DMOs love optimizing for their own name. Unfortunately, the traveler who already knows your name has already booked. The keywords that drive new heads-in-beds are the discovery queries from drive-market travelers who haven't picked a destination yet.
Five keyword clusters that drive overnight stays
Drive-market discovery: "weekend trips from [feeder metro]," "day trips from [city]," "[number]-hour drive from [city]." Seasonal: "fall color [state]," "spring break [region]," "christmas lights near [city]." Audience-specific: "kid-friendly [activity] [region]," "romantic getaway [state]," "dog-friendly cabins [region]." Activity-led: "best hiking near [city]," "fishing lakes in [state]," "wineries near [metro]." Itinerary: "[number] days in [destination]," "itinerary for [destination] with kids."
Page structure
One landing page per cluster, each with structured itinerary content (time of day, season, audience), FAQ schema, Place schema, and TouristAttraction schema where applicable. Embedded map, lodging CTA above the fold, and a "plan your trip" email capture.

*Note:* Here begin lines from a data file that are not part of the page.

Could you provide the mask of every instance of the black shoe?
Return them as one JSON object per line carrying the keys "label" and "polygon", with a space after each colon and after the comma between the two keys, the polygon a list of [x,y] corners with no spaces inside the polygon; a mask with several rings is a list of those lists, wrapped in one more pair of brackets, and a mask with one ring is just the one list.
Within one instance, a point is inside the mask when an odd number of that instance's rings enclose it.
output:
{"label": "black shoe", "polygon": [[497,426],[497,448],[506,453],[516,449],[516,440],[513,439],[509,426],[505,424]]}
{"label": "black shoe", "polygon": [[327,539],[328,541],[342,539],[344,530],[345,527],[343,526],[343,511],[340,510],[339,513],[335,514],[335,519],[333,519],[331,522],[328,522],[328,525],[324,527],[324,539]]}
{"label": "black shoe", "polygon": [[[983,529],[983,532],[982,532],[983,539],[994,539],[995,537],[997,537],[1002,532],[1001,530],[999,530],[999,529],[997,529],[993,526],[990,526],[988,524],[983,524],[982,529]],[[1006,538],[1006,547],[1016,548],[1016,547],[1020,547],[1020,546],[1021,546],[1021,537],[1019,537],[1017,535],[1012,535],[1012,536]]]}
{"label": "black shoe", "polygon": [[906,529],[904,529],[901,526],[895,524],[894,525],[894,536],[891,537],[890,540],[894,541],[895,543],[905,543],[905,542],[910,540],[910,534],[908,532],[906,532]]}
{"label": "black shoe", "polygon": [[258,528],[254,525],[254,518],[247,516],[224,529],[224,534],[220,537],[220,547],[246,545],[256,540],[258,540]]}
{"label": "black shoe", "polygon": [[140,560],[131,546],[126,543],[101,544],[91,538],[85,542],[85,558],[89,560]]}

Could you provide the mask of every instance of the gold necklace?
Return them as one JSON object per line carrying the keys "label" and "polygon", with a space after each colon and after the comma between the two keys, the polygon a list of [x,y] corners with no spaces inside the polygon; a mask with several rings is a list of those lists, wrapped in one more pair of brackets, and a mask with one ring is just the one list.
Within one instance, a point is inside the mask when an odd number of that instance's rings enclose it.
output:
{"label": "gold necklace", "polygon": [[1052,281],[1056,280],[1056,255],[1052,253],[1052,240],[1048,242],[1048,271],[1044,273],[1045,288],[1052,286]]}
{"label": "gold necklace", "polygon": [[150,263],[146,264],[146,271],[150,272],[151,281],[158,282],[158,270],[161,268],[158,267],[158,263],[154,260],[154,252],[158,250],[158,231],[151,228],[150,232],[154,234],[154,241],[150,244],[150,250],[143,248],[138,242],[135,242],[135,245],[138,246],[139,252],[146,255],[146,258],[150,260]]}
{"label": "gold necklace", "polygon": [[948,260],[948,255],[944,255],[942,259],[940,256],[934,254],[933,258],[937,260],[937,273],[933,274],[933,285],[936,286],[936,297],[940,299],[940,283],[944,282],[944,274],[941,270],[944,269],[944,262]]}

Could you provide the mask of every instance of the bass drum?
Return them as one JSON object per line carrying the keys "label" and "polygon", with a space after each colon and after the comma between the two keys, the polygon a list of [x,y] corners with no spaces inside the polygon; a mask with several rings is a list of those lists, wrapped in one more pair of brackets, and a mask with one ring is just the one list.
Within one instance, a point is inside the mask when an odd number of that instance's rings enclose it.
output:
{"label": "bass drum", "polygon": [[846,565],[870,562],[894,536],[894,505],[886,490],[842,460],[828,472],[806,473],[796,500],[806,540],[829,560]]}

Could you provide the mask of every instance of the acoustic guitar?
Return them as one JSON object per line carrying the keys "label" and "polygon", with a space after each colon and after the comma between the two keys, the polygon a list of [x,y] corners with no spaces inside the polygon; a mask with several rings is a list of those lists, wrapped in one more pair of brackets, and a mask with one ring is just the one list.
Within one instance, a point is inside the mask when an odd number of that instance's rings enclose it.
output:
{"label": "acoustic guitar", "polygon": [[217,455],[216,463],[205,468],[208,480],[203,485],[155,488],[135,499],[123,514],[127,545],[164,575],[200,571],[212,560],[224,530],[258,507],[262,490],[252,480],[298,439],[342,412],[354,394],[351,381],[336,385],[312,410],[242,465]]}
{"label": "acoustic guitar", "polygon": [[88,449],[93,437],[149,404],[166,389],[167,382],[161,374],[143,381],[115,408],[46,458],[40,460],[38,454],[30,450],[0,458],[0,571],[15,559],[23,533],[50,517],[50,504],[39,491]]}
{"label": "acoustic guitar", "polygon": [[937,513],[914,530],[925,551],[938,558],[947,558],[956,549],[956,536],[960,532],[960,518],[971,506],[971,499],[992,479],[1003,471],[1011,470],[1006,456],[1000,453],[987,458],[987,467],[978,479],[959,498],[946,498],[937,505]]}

GEO (Generative Engine Optimization) layer
LLMs cite destinations that have structured, dated, audience-specific itinerary content with named local sources. Quote a local guide. Include opening hours and seasonal closures. Add an "updated [month year]" stamp.
Lodging and partner integration
Every itinerary page links to bookable lodging via direct partner links — not a generic "see hotels" page. Track click-throughs as a conversion event and report quarterly to the lodging tax board.
Earned media
One outreach push per quarter to a regional travel writer. A single placement in Southern Living, Texas Monthly, or Midwest Living moves more lodging tax than a year of self-published posts.